This is clearly explained in Jonathan Lewis ‘Cost-Based Oracle Fundamentals’:

I also tested on the current release (18c) to verify this. Here is the test-case.

I create a table partitioned by year, fill 100 rows in one partition and 5000 rows in another. Then I gather the statistics:

SQL> create table DEMO (day date) partition by range(day) (
partition P2018 values less than (date '2019-01-01'),
partition P2019 values less than (date '2020-01-01'),
partition P2020 values less than (date '2021-01-01'),
partition P2021 values less than (date '2022-01-01')
);
Table DEMO created.SQL> insert into DEMO
select date '2019-01-01'+rownum from xmltable('1 to 100');
100 rows inserted.SQL> insert into DEMO
select date '2018-01-01'-rownum/24 from xmltable('1 to 5000');
5,000 rows inserted.SQL> exec dbms_stats.gather_table_stats(user,'DEMO');PL/SQL procedure successfully completed.

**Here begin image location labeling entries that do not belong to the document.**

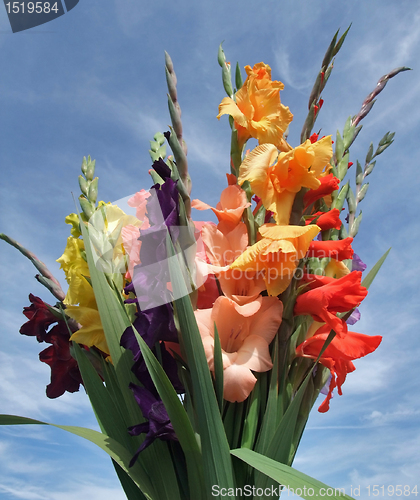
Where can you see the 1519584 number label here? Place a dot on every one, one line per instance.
(31, 7)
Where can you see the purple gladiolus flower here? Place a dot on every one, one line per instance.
(158, 424)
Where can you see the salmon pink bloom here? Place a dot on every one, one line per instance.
(338, 356)
(276, 254)
(328, 185)
(329, 296)
(222, 250)
(245, 334)
(276, 178)
(333, 249)
(257, 110)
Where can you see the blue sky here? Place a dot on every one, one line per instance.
(92, 82)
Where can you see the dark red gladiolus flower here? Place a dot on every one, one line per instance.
(40, 318)
(334, 249)
(326, 220)
(329, 296)
(338, 356)
(65, 374)
(329, 183)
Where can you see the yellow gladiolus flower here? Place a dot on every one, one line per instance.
(258, 111)
(91, 333)
(277, 254)
(76, 268)
(276, 178)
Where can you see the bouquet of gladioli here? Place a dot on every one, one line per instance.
(203, 347)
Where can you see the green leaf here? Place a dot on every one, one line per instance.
(179, 420)
(308, 487)
(367, 281)
(114, 449)
(107, 410)
(115, 320)
(355, 226)
(238, 77)
(218, 368)
(216, 457)
(339, 147)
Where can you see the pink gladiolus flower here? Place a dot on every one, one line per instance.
(245, 333)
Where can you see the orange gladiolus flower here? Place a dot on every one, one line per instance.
(245, 333)
(330, 296)
(276, 255)
(326, 220)
(338, 355)
(329, 183)
(334, 249)
(276, 178)
(258, 111)
(230, 208)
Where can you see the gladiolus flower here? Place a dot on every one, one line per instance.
(329, 184)
(157, 426)
(276, 255)
(257, 111)
(338, 355)
(230, 208)
(139, 201)
(333, 249)
(276, 178)
(330, 296)
(245, 334)
(326, 220)
(65, 374)
(91, 332)
(222, 250)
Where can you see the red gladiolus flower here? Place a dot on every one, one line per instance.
(338, 355)
(40, 318)
(330, 296)
(65, 374)
(326, 220)
(339, 249)
(329, 183)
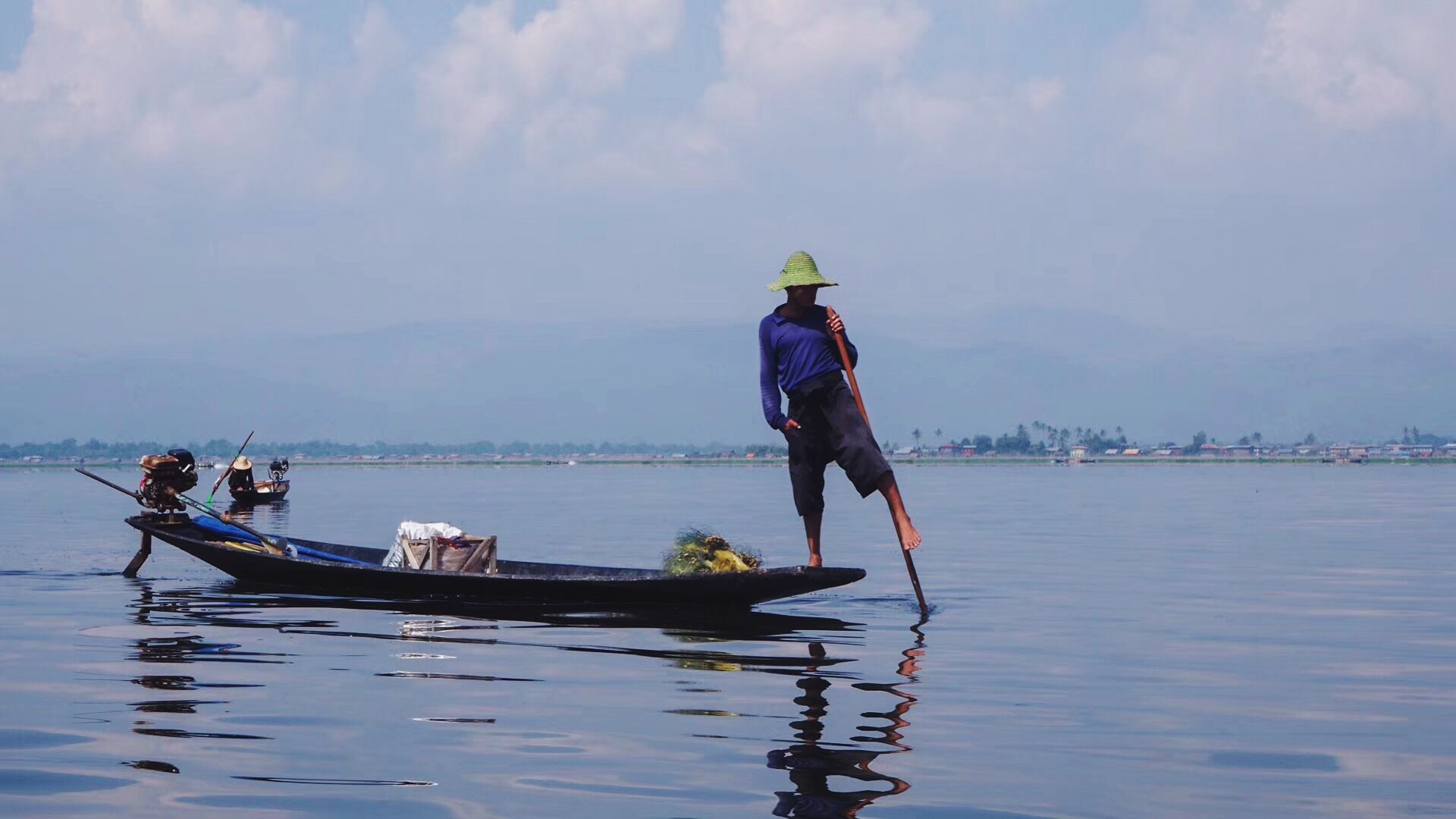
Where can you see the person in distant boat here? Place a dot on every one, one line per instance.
(242, 475)
(799, 356)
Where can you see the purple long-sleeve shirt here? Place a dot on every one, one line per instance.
(792, 352)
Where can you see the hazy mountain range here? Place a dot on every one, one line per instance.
(456, 382)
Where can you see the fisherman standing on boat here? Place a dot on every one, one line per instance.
(799, 354)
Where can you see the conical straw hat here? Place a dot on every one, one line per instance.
(800, 270)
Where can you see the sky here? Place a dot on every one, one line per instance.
(1273, 172)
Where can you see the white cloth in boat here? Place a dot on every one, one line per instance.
(411, 531)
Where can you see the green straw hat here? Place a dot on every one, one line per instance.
(800, 270)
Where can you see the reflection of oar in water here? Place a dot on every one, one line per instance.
(908, 668)
(859, 401)
(229, 471)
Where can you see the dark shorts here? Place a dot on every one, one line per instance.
(832, 431)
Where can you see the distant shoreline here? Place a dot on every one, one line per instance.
(783, 461)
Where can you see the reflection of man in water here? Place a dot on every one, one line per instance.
(810, 765)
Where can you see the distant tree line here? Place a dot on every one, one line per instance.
(101, 450)
(1043, 438)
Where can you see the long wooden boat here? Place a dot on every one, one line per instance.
(262, 491)
(337, 569)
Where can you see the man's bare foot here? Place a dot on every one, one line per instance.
(909, 535)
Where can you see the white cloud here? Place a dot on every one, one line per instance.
(1215, 80)
(805, 57)
(1357, 64)
(159, 80)
(491, 74)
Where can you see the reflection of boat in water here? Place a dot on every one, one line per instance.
(245, 490)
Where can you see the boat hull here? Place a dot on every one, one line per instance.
(265, 491)
(516, 582)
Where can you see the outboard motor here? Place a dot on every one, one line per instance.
(165, 477)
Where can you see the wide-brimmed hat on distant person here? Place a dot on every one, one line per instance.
(800, 271)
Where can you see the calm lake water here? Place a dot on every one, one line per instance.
(1106, 642)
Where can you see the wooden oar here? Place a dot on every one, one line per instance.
(859, 401)
(229, 471)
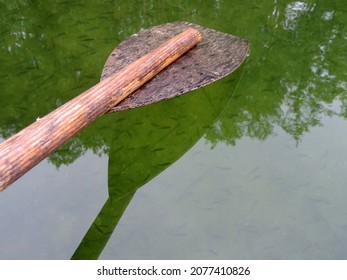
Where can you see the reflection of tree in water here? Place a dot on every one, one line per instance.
(294, 76)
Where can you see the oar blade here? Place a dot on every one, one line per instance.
(215, 57)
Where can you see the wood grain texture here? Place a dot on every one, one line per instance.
(218, 55)
(24, 150)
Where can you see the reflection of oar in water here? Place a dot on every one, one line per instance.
(220, 55)
(209, 61)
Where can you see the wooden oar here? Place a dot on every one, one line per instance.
(25, 149)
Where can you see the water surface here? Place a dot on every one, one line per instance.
(251, 167)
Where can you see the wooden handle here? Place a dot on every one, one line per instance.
(24, 150)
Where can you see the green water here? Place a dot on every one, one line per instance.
(251, 167)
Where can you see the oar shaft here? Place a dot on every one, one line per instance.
(24, 150)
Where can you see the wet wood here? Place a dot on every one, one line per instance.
(218, 55)
(24, 150)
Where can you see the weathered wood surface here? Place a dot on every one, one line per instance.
(216, 56)
(25, 149)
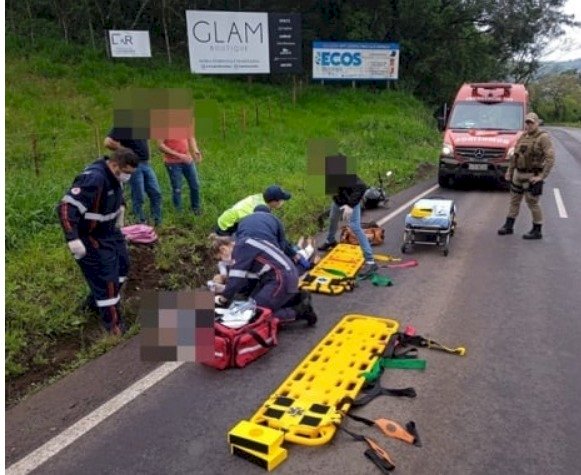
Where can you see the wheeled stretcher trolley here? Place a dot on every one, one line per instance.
(431, 221)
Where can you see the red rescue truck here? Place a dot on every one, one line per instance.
(484, 124)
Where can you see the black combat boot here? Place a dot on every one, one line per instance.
(507, 228)
(534, 233)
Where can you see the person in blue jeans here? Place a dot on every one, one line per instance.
(348, 190)
(143, 180)
(180, 158)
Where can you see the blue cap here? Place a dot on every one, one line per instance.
(261, 208)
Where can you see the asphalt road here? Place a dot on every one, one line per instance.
(509, 406)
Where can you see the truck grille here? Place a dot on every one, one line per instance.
(479, 153)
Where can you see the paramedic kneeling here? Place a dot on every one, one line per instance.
(278, 279)
(89, 213)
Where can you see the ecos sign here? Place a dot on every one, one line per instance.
(228, 42)
(355, 61)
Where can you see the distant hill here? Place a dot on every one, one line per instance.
(556, 67)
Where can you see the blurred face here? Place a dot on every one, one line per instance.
(225, 252)
(275, 204)
(531, 126)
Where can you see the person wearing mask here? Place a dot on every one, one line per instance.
(90, 214)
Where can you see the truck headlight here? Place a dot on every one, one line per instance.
(447, 150)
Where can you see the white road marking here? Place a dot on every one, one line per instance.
(405, 206)
(70, 435)
(560, 204)
(33, 460)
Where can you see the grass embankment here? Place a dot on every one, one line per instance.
(58, 109)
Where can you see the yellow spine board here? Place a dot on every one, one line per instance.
(304, 407)
(268, 462)
(345, 260)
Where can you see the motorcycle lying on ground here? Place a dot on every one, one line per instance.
(374, 197)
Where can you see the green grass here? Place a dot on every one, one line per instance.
(57, 95)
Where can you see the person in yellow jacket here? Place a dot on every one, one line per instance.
(273, 197)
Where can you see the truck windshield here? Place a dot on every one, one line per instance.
(487, 116)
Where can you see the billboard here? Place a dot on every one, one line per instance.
(355, 61)
(286, 52)
(129, 44)
(228, 42)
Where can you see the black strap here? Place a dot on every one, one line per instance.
(367, 422)
(377, 391)
(260, 340)
(379, 462)
(374, 391)
(411, 428)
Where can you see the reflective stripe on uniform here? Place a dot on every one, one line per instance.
(102, 217)
(107, 302)
(264, 270)
(243, 274)
(269, 249)
(77, 204)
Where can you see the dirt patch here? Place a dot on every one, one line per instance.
(425, 171)
(61, 353)
(188, 269)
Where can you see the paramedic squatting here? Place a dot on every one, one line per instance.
(91, 214)
(258, 263)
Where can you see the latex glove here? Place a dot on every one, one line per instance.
(77, 248)
(304, 263)
(120, 222)
(220, 301)
(347, 212)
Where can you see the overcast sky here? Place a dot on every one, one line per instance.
(569, 46)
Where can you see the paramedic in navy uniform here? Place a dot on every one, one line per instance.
(257, 254)
(90, 213)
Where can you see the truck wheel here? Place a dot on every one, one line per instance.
(445, 181)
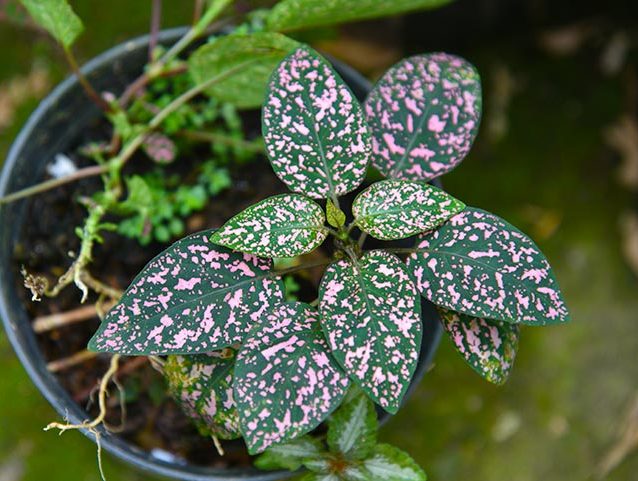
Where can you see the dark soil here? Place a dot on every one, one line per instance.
(153, 420)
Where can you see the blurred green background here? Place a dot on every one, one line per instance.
(557, 155)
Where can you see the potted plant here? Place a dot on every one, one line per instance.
(220, 313)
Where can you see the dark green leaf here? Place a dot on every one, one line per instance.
(480, 265)
(488, 346)
(290, 455)
(247, 88)
(193, 298)
(391, 464)
(297, 14)
(202, 386)
(284, 225)
(424, 114)
(56, 17)
(315, 133)
(371, 315)
(352, 429)
(286, 381)
(334, 215)
(396, 209)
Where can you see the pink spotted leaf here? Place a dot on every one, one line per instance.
(286, 380)
(489, 347)
(371, 316)
(424, 114)
(396, 209)
(203, 387)
(286, 225)
(195, 297)
(315, 133)
(480, 265)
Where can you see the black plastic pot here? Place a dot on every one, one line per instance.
(54, 127)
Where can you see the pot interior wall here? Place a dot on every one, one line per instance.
(53, 128)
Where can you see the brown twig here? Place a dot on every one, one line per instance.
(126, 369)
(54, 321)
(53, 183)
(71, 361)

My goal is to show when the partition or the global statistics are used.

Here are the statistics:

SQL> select partition_name,object_type,num_rows,global_stats 
,to_date((regexp_replace(
extract(dbms_xmlgen.getxmltype(
'select high_value from dba_tab_partitions
where table_owner='''||owner||'''
and table_name='''||table_name||'''
and partition_name='''||partition_name||''''
),'/ROWSET/ROW/HIGH_VALUE/text()').getstringval()
,'[^;]*apos; *([^;]*) *[^;]apos;.*','\1'))
,'yyyy-mm-dd hh24:mi:ss') high_value
from dba_tab_statistics
where owner=user and table_name='DEMO' order by 1 nulls first;
PARTITION_ OBJECT_TYPE NUM_ROWS GLO HIGH_VALUE
---------- ------------ ---------- --- -----------
TABLE 5100 YES
P2018 PARTITION 5000 YES 01-JAN-2019
P2019 PARTITION 100 YES 01-JAN-2020
P2020 PARTITION 0 YES 01-JAN-2021
P2021 PARTITION 0 YES 01-JAN-2022

I’ll query partitions above 2019 where I have 100 rows. But the global statistics count 5100 rows. Let’s see which one is used.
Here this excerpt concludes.